Problem Description:

Commits from UI are in the order of 20 seconds to 30 seconds


Issue seen:

NCS level commit also was taking 10 seconds same as device commit.

From UI it was taking 20-30seconds. 

Debugging Steps:

1)  Checked ncs --status out and searched for "waiting". Usually, if we see this "waiting" string for a long time against running datastore then there is an offending commit or subscription lock taken on NCS which is not released. That was not the case


2)  Checked that GET API's which are faster than usual. Top output also was normal.

curl -k -v -u Administrator:Versa@123  https://10.192.220.193:9182/api/config/system -H "Content-Type: application/json" -H "Accept: application/json"

It means it is not a general slowness-ness problem in NCS but only commits are slower.


3)  Stopped slave suspecting to see if synchronous writes taking time. In fact, there was a message like "pending replies from a slave" in ncs --status output. Removed un-reachable syslog server configured in UI. Both of these didn’t help.


4)  Checked stack dump file ( jstack <pid> ). This reported that the respective http-thread ( figured out from springboot/access.log with PUT request ) is either getting blocked on audit code(not NCS code) or finishTrans of NCS.

springboot/access.log printed that it is taking 30 sec approx for every PUT call ( Tried device interface description change from UI). From CLI, consistently commit was taking 10 secs.

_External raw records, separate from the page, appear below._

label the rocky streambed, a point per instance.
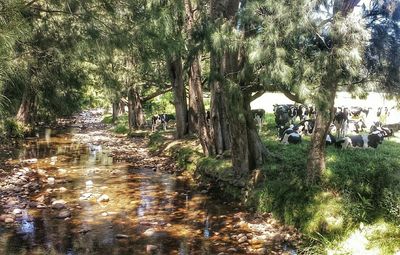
(88, 191)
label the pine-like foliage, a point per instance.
(294, 40)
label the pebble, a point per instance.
(64, 214)
(51, 180)
(30, 161)
(121, 236)
(85, 196)
(58, 204)
(17, 211)
(62, 171)
(63, 189)
(242, 239)
(149, 232)
(103, 198)
(151, 248)
(89, 184)
(9, 220)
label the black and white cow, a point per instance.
(330, 139)
(306, 126)
(383, 129)
(258, 116)
(161, 119)
(281, 113)
(302, 112)
(291, 135)
(363, 141)
(340, 121)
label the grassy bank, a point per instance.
(354, 210)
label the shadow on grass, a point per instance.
(358, 186)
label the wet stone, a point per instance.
(242, 239)
(151, 248)
(149, 232)
(121, 236)
(64, 214)
(58, 204)
(9, 220)
(103, 198)
(51, 180)
(17, 211)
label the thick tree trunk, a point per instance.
(219, 130)
(178, 86)
(325, 113)
(131, 115)
(116, 110)
(326, 101)
(197, 116)
(199, 112)
(135, 110)
(24, 113)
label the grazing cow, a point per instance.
(306, 126)
(384, 130)
(356, 125)
(258, 115)
(363, 141)
(341, 122)
(330, 139)
(163, 119)
(281, 115)
(357, 112)
(302, 112)
(291, 135)
(312, 112)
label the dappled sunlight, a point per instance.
(93, 203)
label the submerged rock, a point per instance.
(64, 214)
(149, 232)
(121, 236)
(58, 204)
(103, 198)
(51, 180)
(151, 248)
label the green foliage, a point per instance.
(107, 119)
(14, 129)
(121, 126)
(155, 142)
(358, 186)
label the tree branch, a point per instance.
(155, 94)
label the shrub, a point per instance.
(14, 129)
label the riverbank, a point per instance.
(97, 187)
(354, 210)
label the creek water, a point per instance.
(148, 212)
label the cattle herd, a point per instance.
(351, 126)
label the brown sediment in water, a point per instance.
(129, 206)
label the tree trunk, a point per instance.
(176, 73)
(325, 113)
(219, 130)
(24, 113)
(197, 114)
(131, 115)
(326, 101)
(138, 114)
(116, 110)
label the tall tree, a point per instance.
(232, 123)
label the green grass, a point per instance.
(358, 187)
(120, 126)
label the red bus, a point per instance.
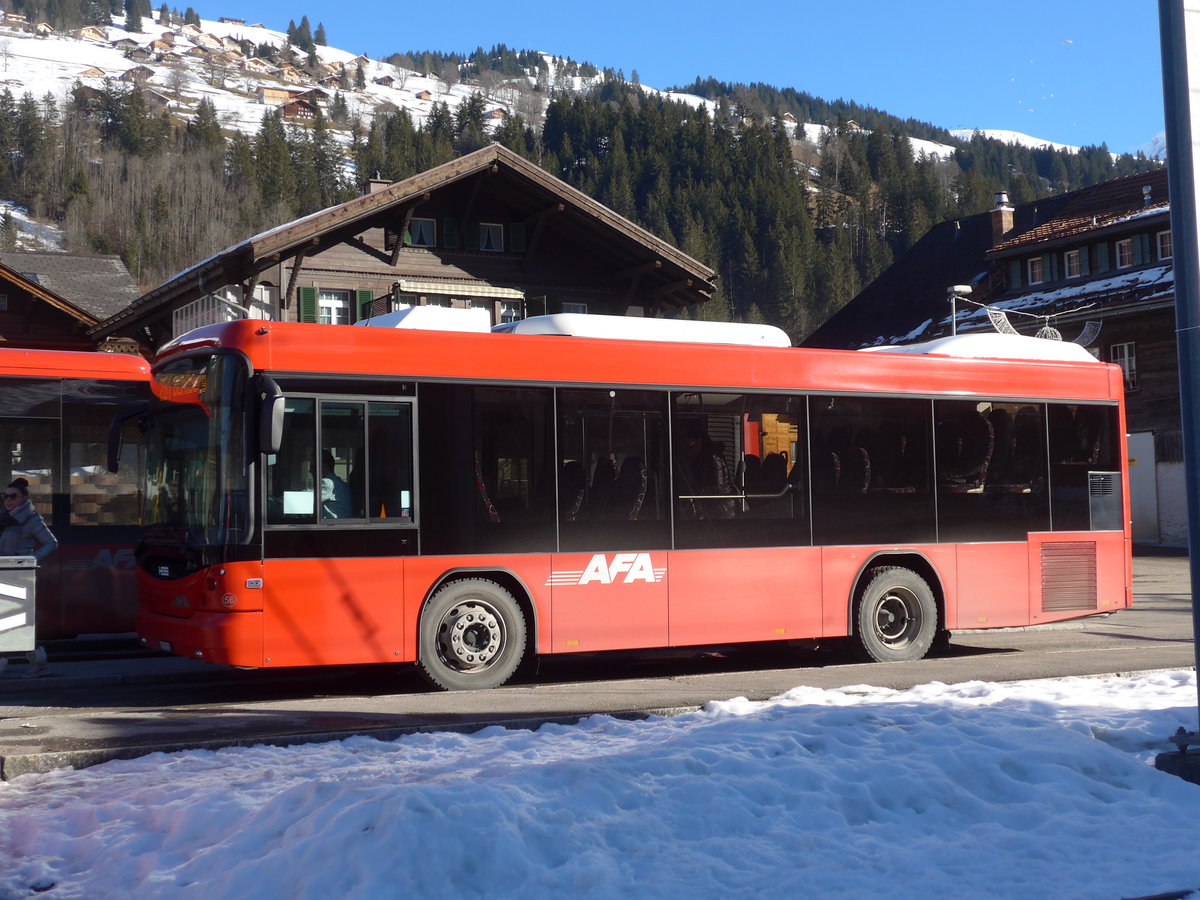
(55, 408)
(511, 493)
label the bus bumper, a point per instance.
(232, 639)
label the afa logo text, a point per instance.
(618, 569)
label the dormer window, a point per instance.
(1033, 270)
(1125, 253)
(491, 237)
(421, 233)
(1163, 244)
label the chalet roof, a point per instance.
(909, 300)
(1096, 208)
(527, 190)
(95, 286)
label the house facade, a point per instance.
(1093, 267)
(486, 231)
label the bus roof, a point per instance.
(72, 364)
(407, 354)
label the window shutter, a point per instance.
(307, 298)
(516, 237)
(363, 300)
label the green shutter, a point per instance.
(363, 300)
(307, 298)
(516, 237)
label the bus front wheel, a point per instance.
(897, 616)
(472, 636)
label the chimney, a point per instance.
(1001, 219)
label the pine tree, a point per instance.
(132, 17)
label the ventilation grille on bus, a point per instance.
(1068, 576)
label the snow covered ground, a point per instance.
(1029, 790)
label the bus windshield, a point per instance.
(196, 484)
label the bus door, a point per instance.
(340, 499)
(609, 582)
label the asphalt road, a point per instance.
(121, 706)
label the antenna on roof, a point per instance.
(953, 293)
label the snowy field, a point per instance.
(1026, 790)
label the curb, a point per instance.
(39, 763)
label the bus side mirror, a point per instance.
(114, 435)
(270, 423)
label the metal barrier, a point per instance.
(18, 604)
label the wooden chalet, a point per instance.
(53, 300)
(299, 108)
(1093, 267)
(489, 229)
(137, 75)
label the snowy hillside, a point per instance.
(187, 64)
(183, 64)
(1011, 137)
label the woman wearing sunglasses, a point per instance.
(25, 535)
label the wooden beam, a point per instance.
(682, 285)
(639, 270)
(297, 263)
(400, 238)
(361, 245)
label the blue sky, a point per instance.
(1073, 73)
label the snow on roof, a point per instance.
(633, 329)
(994, 347)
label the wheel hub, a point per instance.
(471, 635)
(893, 618)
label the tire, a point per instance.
(472, 636)
(897, 616)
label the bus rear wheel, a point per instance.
(897, 616)
(472, 636)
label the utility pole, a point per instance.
(1179, 25)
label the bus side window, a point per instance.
(389, 481)
(291, 493)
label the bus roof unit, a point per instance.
(635, 329)
(995, 347)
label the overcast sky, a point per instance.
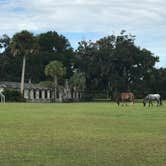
(90, 20)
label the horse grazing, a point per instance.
(2, 96)
(152, 97)
(125, 97)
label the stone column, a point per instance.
(43, 94)
(26, 94)
(48, 94)
(37, 94)
(31, 94)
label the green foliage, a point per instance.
(13, 96)
(55, 69)
(113, 63)
(23, 43)
(78, 80)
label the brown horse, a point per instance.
(125, 97)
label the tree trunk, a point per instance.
(23, 75)
(55, 88)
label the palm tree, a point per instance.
(77, 82)
(23, 44)
(56, 70)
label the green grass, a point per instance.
(85, 134)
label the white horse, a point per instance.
(152, 97)
(2, 95)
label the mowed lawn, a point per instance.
(82, 134)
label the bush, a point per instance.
(13, 96)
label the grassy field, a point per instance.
(84, 134)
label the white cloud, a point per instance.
(145, 18)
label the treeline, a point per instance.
(111, 64)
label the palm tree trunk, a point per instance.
(55, 88)
(23, 75)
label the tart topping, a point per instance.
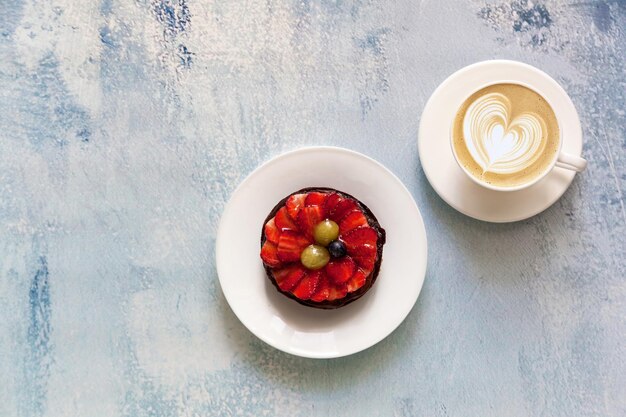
(319, 246)
(315, 257)
(326, 231)
(337, 249)
(340, 270)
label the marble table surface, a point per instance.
(126, 125)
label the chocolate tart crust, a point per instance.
(371, 278)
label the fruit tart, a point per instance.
(322, 247)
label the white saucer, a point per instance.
(448, 179)
(280, 321)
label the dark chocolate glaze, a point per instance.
(371, 278)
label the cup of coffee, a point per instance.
(505, 136)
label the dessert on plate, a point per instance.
(322, 247)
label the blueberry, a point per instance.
(337, 249)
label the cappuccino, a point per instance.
(506, 135)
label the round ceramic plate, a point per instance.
(449, 180)
(282, 322)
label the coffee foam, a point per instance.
(506, 135)
(499, 143)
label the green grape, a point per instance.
(314, 257)
(325, 232)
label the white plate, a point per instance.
(448, 179)
(282, 322)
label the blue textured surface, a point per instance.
(125, 126)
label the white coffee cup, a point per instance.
(561, 159)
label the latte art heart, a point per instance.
(497, 143)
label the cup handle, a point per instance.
(572, 162)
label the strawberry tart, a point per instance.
(322, 247)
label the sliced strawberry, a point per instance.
(292, 278)
(283, 221)
(269, 254)
(331, 201)
(315, 199)
(290, 246)
(323, 288)
(342, 209)
(356, 281)
(352, 221)
(271, 231)
(307, 286)
(280, 274)
(366, 263)
(340, 270)
(360, 236)
(364, 250)
(294, 204)
(337, 292)
(308, 218)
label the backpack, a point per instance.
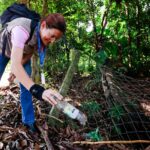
(15, 11)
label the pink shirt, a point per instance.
(19, 36)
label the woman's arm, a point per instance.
(17, 67)
(36, 90)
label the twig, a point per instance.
(42, 114)
(112, 142)
(45, 136)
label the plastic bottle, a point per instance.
(71, 111)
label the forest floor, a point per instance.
(61, 135)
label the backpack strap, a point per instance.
(33, 25)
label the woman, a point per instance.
(19, 50)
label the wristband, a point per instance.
(37, 91)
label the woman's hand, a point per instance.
(51, 96)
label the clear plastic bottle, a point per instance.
(71, 111)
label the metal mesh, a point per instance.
(123, 111)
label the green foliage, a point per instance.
(116, 112)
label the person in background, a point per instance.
(19, 50)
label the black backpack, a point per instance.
(15, 11)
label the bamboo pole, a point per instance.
(112, 142)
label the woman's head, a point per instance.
(52, 28)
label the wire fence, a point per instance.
(123, 111)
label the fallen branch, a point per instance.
(42, 114)
(45, 136)
(112, 142)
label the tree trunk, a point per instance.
(69, 75)
(35, 58)
(65, 85)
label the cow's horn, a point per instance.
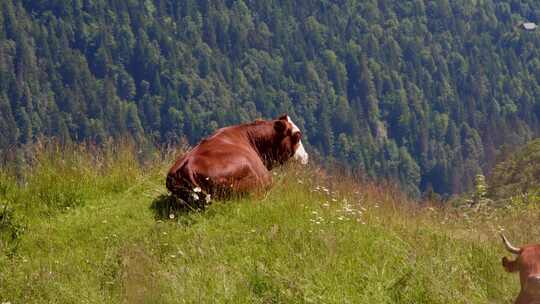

5)  At same-time, we saw continuous prints with the below statements in ncs/devel.log 

"ncs the datastore running is locked in cdb"

"ncs the datastore running is locked in cdb"

"ncs the datastore running is locked in cdb"

"ncs the datastore running is locked in cdb"

This is an indication that locks are being taken on CDB continuously so commit from CLI/UI is getting delayed. There is a contention for write lock in NCS.


6) Executed below command to see what writes are happening to DB to understand who is taking lock.

ncs_cmd -c  'subwait_iter / 10 9999'

Unfortunately, this was not printing anything. So it means write lock is taken not because of CDB Writes to running data-store.


7) Once again checked ncs --staus output. Searched for this message in "has the transaction lock running.." and it pointed to a different 

tid value each time like below. 

transaction tid=1812197 has the trans lock on running


8) Now enabled NCS Java logging in file changing "info" to "debug". This needs vsh restart.

/opt/versa/vnms/etc/conf/ncslog4j/log4j.xml


9) Again noted down tid value for which "has the trans lock on running" was printed.

Searched for that in vnms-spring-boot-ncs.log.

cat vnms-spring-boot-ncs.log | grep <tid>


It pointed to APPL-MON-THD which was doing device connect for tid - 128922

APPL-MON-THD-391-NV-VNF-DR-GW01-LON][PROTO_LOGGER] SEND op=241,th=128922 {{hxml,[]},[[ncs|devices],device,{#Bin<VNF-DR-GW01>},connect]


And this was clue as we know device connect will take lock with in NCS.

Since there were 25 Threads in Colt Setup with 2300 devices always there is thread in Appliance Monitoring attempting to perform device/connect creating lock contention delayed a commit/write to CDB.


Please note that this issue is applicable only for 21.2.2 release, not 20.2.x and 21.1.x.